© The Associated Press/Extraordinary Chambers in the Courts of Cambodia/Nhet Sok HengFormer Khmer Rouge S-21 prison commander Kaing Guek Eav, also known as Duch, greets judges on his arrival in the courtroom for a session of U.N.-backed tribunal in Phnom Penh, Cambodia, as the court gives verdict on appeal filed by Duch against his conviction Friday, Feb. 3, 2012.
A U.N.-backed tribunal's Supreme Court lengthened the sentence for the Khmer Rouge's chief jailer to life imprisonment on Friday because of his "shocking and heinous" crimes against the Cambodian people.
The surprise ruling increased a lower court's 19-year sentence for Kaing Guek Eav, known as Duch.
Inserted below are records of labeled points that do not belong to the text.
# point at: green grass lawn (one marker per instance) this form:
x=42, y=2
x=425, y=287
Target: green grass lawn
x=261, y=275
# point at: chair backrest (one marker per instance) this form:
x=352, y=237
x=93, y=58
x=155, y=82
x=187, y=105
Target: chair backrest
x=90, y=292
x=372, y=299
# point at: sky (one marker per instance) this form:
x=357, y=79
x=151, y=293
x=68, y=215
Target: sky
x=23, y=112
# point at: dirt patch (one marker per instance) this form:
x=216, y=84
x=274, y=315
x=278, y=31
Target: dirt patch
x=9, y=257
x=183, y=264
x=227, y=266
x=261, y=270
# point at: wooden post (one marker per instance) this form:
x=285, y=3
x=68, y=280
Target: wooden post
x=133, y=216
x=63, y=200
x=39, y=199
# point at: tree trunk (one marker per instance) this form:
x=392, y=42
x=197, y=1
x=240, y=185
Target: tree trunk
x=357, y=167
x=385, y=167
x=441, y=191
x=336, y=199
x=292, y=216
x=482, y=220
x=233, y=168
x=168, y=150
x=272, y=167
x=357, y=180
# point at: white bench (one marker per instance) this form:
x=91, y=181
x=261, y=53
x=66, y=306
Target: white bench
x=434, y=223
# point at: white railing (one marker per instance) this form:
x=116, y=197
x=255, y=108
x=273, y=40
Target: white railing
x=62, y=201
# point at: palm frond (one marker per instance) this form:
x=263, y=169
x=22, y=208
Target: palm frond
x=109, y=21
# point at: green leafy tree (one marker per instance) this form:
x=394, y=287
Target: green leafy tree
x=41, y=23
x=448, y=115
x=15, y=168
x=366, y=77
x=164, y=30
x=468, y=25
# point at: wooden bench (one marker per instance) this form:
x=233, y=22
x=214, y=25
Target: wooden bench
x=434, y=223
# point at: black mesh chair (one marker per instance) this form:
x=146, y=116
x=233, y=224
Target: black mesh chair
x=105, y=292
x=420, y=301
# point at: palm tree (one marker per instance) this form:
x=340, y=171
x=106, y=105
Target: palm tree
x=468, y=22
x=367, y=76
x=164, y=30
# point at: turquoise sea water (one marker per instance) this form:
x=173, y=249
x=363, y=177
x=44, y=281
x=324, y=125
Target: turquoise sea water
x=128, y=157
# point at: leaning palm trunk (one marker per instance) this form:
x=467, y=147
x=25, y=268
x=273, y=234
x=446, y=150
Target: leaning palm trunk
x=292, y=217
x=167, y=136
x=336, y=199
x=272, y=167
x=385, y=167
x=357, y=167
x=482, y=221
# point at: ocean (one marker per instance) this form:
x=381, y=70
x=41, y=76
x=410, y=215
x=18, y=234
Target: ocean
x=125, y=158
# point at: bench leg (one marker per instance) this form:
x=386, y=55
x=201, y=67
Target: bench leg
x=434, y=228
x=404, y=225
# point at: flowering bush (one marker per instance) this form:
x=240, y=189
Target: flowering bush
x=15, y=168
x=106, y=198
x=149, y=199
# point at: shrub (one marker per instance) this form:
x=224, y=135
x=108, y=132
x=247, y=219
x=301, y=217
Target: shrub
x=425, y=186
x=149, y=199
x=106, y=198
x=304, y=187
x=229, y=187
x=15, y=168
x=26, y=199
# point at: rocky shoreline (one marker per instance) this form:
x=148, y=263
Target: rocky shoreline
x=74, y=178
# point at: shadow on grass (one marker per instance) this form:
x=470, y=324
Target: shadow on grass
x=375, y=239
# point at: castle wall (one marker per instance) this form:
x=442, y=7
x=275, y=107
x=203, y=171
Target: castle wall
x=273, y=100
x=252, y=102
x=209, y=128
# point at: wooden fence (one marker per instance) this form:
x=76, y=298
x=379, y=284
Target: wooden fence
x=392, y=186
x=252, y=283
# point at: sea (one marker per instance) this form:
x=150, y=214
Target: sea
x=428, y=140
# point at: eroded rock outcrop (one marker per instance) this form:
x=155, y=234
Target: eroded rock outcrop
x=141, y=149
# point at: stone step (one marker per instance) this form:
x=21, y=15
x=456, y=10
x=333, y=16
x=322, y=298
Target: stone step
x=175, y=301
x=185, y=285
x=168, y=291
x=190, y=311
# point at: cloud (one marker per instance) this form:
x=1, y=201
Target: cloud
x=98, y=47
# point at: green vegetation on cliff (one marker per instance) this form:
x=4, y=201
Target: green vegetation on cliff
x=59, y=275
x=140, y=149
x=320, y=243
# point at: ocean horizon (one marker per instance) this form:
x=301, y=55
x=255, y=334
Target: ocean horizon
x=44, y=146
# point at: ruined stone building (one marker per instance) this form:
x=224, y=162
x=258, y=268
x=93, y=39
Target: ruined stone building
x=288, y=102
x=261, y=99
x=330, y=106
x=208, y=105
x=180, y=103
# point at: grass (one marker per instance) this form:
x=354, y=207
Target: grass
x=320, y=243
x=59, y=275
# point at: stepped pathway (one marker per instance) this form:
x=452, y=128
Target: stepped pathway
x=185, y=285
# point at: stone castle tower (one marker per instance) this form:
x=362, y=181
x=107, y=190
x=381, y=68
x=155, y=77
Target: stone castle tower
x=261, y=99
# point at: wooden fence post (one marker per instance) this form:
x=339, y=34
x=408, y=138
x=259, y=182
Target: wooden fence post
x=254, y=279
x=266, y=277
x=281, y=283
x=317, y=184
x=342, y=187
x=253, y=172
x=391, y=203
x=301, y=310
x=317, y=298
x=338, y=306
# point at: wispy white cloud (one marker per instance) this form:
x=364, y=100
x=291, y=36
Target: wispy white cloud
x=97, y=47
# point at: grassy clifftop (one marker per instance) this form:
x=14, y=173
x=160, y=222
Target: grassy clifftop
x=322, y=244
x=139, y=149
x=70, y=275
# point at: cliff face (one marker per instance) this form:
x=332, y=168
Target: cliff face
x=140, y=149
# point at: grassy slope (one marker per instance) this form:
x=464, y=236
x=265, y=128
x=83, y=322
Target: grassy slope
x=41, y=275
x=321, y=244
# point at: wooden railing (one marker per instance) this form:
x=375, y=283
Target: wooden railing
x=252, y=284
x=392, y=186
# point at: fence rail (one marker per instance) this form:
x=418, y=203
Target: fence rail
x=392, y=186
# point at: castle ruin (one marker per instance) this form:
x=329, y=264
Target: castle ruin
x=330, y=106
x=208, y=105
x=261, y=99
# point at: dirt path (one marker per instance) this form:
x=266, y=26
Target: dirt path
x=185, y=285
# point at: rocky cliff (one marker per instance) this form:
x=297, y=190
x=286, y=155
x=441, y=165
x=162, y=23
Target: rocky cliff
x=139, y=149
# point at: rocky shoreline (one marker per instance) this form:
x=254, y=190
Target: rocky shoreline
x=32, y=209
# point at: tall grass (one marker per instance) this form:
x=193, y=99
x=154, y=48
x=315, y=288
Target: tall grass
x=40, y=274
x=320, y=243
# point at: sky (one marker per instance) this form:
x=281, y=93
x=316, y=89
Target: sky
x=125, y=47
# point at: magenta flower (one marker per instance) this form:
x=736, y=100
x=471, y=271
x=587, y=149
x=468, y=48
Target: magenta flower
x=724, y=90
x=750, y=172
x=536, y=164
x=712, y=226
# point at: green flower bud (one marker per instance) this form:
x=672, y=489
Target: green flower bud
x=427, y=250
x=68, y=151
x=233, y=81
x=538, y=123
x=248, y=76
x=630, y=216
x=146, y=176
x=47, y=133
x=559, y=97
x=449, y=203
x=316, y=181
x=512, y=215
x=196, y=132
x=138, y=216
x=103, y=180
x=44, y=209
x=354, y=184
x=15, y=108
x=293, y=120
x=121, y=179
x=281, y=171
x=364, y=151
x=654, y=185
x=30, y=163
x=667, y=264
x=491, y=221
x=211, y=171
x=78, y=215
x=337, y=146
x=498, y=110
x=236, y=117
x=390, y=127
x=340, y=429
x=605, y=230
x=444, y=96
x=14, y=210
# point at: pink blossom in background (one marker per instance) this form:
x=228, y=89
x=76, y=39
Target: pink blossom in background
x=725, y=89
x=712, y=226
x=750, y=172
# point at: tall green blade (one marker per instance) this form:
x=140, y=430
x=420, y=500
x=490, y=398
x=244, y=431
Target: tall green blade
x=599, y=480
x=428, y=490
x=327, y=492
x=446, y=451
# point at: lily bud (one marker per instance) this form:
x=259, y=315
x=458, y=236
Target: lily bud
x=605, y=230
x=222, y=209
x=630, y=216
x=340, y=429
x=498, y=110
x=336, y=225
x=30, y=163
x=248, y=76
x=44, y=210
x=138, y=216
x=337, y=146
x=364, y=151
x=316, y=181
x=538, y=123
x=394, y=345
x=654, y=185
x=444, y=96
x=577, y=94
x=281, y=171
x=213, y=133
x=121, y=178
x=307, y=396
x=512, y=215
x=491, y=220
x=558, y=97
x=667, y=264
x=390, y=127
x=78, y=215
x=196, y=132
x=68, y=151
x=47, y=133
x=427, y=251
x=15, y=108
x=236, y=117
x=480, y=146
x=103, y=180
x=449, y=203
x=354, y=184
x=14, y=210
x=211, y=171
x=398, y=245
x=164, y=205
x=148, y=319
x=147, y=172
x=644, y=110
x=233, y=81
Prosecutors had appealed the sentence as too lenient, and outraged survivors had feared the man who oversaw the torture and killing of thousands could one day walk free.
Duch was the first defendant to be tried by the tribunal. He was commander of Phnom Penh's top-secret Tuol Sleng prison, code-named S-21. He admitted to overseeing the torture of his prisoners before sending them for execution at the "killing fields."
A coalition of 23 local civic groups, the Cambodian Human Rights Action Committee, welcomed Friday's decision and said Duch's victims had finally received justice.
In July 2010, the tribunal's lower court convicted Duch (pronounced DOIK) of war crimes, crimes against humanity, torture and murder.
He was sentenced to 35 years in prison but had 16 years shaved off for time served and other technicalities. The sentence was appealed both by prosecutors, who called for life imprisonment, and by Duch, who argued it was too harsh because he was merely following orders.